Tackling implicit bias and other issues of equity has become even more challenging with recent attacks on progressive reforms in public schools. Under the guise of attacking a scholarly legal framework, critical race theory, school districts and state legislatures have begun adopting policies targeting efforts to address historic inequities in public education and the treatment of Black children.
We certainly need courage to turn the tide.
It was at one point illegal for Black and Brown children to even learn how to read. And now that we have made progress in some areas, it’s like we have to find other ways to exclude, other ways to marginalize.
— Leslie Jones
Embracing Disciplinary Alternatives
As much as we need courageous educators in this moment, alternative disciplinary approaches are readily available. A former eighth-grade social studies teacher, Whittenberg says Black students and other students of color deserve the same patience, empathy and innovation as their white counterparts on a consistent basis.
“There’s nothing in the literature that says exclusionary discipline, suspension and expulsion works to change behavior,” explains Whittenberg. “Yet, we continue to do the same practices.”
But educators don’t have to, and there are resources that can help teachers resolve issues in ways that address behaviors and positively affect child development.
In Learning for Justice’s “The Foundations of Restorative Justice,” experts tout practices such as restorative inquiry, restorative conferencing and restorative circles as less punitive ways to resolve conflicts in school—“a more communal, collaborative system of communication, expectation-setting and accountability.” But just as importantly, those experts hope educators first build communities of trust. A culturally sustaining space with authentic relationships, they say, is a necessary precursor to eradicating harmful discipline practices and the biases that fuel them.
Those authentic relationships must extend from the surrounding community to the classroom, experts say. At the community level, that may look like increasing authentic family engagement (through practices like home visits and more accessible communication) to build trust. At the classroom level, according to LFJ’s Reframing Classroom Management, that may look like learning to understand how behaviors signal needs; finding proactive strategies that help students feel classroom-ready and resilient; and creating spaces where students can make mistakes and learn from them.
Individual practices, however, cannot overcome deeply embedded policies with built-in biases. To the extent possible, teachers should support efforts to address inherently harmful systems.
“The first thing is that [we’ve] got to get rid of all of these systems,” Stith says. “We can’t just continue to overlay stuff on top of a system that actually really needs to be dismantled.”
Whittenberg sees the ideal situation as creating an educational environment that supports a liberatory framework that allows for children to be unapologetically Black while providing a high-quality education.
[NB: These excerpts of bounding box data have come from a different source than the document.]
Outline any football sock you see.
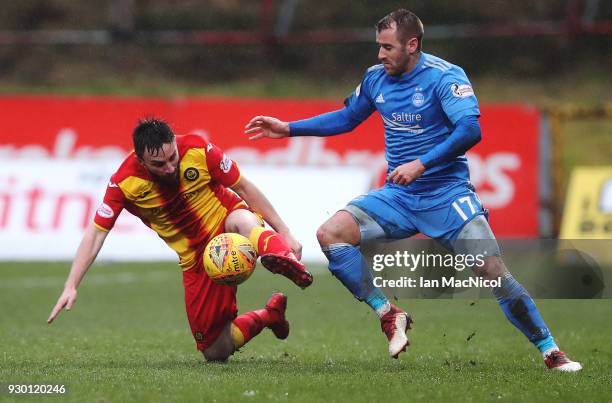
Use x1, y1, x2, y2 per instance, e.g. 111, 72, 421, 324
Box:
232, 309, 274, 349
492, 273, 557, 353
249, 227, 292, 255
323, 243, 390, 316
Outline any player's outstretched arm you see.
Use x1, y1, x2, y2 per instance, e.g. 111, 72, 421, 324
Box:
47, 223, 108, 323
244, 116, 289, 140
232, 176, 302, 259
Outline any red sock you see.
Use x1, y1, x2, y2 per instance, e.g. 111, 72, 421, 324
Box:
232, 309, 273, 348
249, 227, 292, 255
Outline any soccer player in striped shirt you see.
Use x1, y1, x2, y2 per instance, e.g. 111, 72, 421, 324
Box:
245, 9, 581, 371
48, 119, 312, 361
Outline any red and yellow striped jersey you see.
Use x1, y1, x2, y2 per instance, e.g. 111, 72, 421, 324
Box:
94, 135, 246, 270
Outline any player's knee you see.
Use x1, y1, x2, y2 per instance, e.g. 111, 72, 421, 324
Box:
474, 256, 508, 280
225, 209, 261, 237
317, 216, 359, 248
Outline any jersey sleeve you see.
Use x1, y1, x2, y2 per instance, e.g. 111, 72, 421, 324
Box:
94, 175, 125, 232
436, 67, 480, 124
206, 143, 240, 187
344, 70, 376, 122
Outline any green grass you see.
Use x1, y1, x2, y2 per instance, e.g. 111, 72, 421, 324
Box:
0, 263, 612, 402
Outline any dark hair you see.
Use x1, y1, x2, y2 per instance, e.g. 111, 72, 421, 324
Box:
132, 119, 174, 159
376, 8, 424, 51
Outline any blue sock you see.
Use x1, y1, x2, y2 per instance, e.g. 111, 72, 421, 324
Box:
323, 243, 389, 316
493, 273, 557, 353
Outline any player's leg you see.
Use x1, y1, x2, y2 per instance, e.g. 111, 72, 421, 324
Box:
453, 215, 582, 372
183, 265, 289, 361
317, 188, 412, 358
416, 186, 579, 370
225, 208, 312, 288
202, 293, 289, 361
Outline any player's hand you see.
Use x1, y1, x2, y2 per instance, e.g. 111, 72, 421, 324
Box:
282, 232, 302, 260
387, 159, 425, 185
47, 288, 77, 323
244, 116, 289, 140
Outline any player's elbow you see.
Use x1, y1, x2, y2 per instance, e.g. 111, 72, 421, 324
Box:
459, 116, 482, 149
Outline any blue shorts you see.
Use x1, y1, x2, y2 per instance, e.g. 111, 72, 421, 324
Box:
349, 183, 488, 248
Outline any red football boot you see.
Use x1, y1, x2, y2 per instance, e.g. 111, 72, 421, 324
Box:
380, 305, 413, 358
261, 252, 312, 289
266, 292, 289, 340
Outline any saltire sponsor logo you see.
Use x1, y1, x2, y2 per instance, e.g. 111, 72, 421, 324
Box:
96, 203, 115, 218
412, 92, 425, 107
451, 83, 474, 98
380, 114, 423, 134
219, 154, 233, 174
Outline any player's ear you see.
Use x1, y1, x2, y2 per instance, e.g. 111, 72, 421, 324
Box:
406, 38, 419, 53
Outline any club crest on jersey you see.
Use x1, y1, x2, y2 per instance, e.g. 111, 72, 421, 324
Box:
219, 154, 232, 174
412, 92, 425, 107
451, 83, 474, 98
183, 167, 200, 182
96, 203, 115, 218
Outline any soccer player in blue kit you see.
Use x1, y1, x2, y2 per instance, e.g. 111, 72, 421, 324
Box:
245, 9, 582, 372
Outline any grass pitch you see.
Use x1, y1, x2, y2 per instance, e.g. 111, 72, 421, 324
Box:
0, 263, 612, 402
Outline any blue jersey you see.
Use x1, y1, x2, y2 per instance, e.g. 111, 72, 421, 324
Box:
290, 53, 480, 191
345, 53, 480, 188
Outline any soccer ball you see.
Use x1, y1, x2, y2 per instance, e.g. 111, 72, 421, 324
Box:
204, 232, 257, 285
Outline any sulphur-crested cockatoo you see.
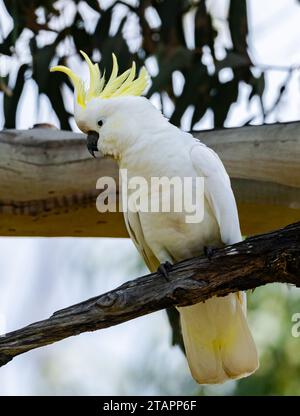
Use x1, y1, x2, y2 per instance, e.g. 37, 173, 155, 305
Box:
51, 52, 258, 384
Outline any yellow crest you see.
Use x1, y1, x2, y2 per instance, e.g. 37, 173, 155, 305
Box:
50, 51, 149, 107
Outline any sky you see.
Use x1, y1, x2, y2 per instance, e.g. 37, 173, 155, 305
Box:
0, 0, 300, 395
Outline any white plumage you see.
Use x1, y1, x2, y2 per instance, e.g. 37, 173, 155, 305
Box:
52, 49, 258, 384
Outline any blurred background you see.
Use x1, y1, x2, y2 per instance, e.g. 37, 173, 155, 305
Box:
0, 0, 300, 395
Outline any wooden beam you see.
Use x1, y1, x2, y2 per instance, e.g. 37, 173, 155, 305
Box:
0, 122, 300, 237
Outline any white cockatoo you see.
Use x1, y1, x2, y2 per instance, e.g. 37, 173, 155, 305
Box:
51, 52, 258, 384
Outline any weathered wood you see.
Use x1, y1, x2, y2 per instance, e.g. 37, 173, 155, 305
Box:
0, 122, 300, 237
0, 222, 300, 366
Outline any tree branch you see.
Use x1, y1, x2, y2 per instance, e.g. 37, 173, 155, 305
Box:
0, 122, 300, 237
0, 222, 300, 366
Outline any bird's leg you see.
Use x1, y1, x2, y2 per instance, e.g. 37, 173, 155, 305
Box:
157, 261, 172, 282
203, 246, 215, 260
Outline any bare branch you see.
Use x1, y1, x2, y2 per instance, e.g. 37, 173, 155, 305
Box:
0, 122, 300, 237
0, 222, 300, 366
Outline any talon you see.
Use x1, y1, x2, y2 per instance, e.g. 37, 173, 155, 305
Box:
157, 261, 172, 282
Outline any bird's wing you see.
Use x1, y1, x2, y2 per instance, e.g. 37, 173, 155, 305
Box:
190, 142, 242, 244
124, 210, 159, 272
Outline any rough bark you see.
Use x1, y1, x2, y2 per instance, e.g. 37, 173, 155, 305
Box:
0, 222, 300, 366
0, 122, 300, 237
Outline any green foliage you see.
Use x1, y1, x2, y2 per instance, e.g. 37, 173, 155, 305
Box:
0, 0, 264, 129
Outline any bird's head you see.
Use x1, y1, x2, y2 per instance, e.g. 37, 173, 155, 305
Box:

“You can’t have a space like that,” Whittenberg says, “if you are being heavy-handed with discipline to the point of trying to alter one’s creativity, alter one’s self-expression and not allow the child to be vulnerable, get creative and explore their own boundaries.”
Creating space for Black children and young adults to feel supported and free to explore possibilities leads to brighter opportunities. Treating Black children, like my son, with compassion and care gives them tools to build for the future. It is past time we end the remnants of slavery and approaches to Black children that treat them like a problem to be controlled instead of people to nurture.